There is definitely a close relationship between looks and the theory of love, although you might not see it by looking at the major aesthetics publications. If looks has too much to do with love insofar as the object of love is often reported to be so because beautiful, then there can be some fruitful connections between your two theories perhaps.
In truth, the first great Western focus on love, Plato’s Symposium, is the first great Western focus on beauty also. I have posted on this previously, but will now have a somewhat different angle. Here I am going to argue (let’s just say it is a working hypothesis) that Plato is essentially right about love and beauty if, and I suppose this is a big if, we make one crucial modification to the theory. Beauty itself. First, that is simply inconsistent, since before grasping Beauty itself just, on the penultimate rung of the ladder, the philosopher is viewing the vast sea of beauty, in a sense viewing beauty in all plain things.
This achievement can’t be consistent with dumping the beauties and the types of love he or she appreciated prior to ascending the ladder! So my proposal is to displace the ladder of love with a circle of love, a group that must be cycled to gain a full appreciation of love, but in which there is nobody privileged position.
Diotima’s theory.
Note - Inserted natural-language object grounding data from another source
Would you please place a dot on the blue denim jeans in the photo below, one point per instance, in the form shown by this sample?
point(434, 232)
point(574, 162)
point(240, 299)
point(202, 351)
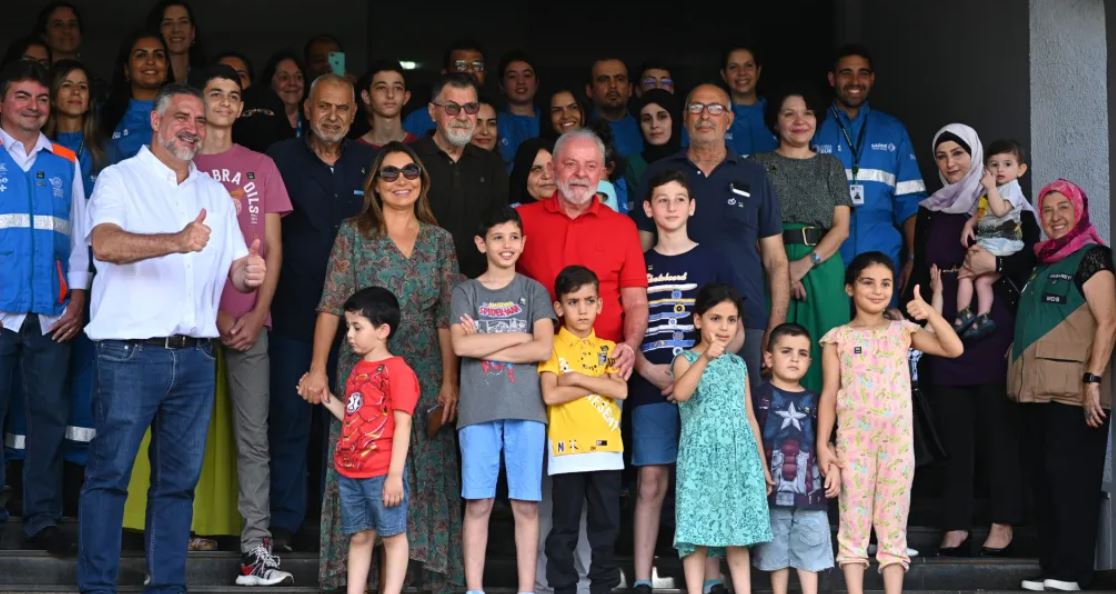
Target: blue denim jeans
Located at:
point(137, 386)
point(39, 365)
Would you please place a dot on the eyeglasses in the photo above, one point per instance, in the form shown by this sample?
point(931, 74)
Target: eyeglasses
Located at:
point(464, 66)
point(452, 108)
point(391, 173)
point(712, 108)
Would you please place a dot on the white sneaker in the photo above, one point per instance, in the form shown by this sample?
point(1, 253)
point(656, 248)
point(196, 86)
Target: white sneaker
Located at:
point(260, 567)
point(1058, 585)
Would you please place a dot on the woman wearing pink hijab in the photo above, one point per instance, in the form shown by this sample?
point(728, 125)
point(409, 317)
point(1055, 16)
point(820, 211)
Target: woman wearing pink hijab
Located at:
point(1059, 362)
point(977, 423)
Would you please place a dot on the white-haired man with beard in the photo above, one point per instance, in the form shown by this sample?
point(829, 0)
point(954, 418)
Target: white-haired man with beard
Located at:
point(324, 173)
point(164, 241)
point(465, 182)
point(574, 228)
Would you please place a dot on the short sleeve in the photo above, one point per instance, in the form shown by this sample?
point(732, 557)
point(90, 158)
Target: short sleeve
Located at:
point(836, 182)
point(340, 280)
point(634, 270)
point(462, 303)
point(277, 199)
point(404, 387)
point(107, 203)
point(550, 365)
point(540, 302)
point(770, 222)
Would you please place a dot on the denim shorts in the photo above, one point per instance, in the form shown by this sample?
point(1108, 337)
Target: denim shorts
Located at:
point(800, 540)
point(523, 444)
point(363, 507)
point(655, 433)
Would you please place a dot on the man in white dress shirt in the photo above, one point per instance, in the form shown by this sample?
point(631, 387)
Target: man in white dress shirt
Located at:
point(164, 240)
point(44, 277)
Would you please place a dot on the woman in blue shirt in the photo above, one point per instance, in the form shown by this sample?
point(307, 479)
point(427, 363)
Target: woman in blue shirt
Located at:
point(141, 69)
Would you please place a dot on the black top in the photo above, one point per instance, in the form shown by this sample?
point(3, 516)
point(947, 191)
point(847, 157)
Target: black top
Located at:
point(461, 193)
point(323, 197)
point(1097, 259)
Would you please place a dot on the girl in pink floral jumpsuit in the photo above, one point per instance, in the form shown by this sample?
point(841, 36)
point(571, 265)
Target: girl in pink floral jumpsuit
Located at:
point(867, 393)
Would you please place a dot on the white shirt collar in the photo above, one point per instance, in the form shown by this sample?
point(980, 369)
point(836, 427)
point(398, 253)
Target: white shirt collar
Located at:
point(10, 142)
point(160, 169)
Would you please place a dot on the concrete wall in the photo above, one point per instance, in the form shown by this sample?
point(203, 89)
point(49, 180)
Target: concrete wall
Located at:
point(1069, 101)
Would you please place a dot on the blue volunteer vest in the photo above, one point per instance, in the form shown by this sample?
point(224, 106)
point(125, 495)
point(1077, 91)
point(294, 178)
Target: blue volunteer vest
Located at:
point(35, 232)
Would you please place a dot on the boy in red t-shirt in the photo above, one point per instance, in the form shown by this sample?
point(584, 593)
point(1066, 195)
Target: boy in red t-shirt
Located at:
point(381, 394)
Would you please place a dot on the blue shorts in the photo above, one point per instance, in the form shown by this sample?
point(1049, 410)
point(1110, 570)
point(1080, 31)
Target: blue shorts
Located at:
point(523, 446)
point(655, 433)
point(800, 540)
point(363, 507)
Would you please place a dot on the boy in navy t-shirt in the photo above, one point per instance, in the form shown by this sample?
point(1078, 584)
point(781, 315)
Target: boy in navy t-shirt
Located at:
point(676, 268)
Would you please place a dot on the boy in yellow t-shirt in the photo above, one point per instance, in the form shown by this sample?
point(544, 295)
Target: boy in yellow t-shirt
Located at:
point(584, 450)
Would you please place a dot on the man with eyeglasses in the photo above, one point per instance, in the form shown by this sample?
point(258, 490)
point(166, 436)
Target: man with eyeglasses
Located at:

The cycle theory shall be paralleled with a group of beauty as the thing of love. That’s, whatever is said about the type of love can be transferred over to the nature of beauty itself and vice versa. But suppose that the love of the one other, both in body and soul, is soft and gentle?
- 1 – Yas Marina Circuit
- Use of natural natural oils
- Kidney beans
- Next, rinse the face with the infusion
- Revealing Intellectual Ability
If so, then there would be you don’t need to reject it. Alternatively, one might want to give credit to both violent and gentle occasions in the cycle of love: I won’t have anything to state about that here. Will there be a lovely mind independent of its manifestations in the torso even?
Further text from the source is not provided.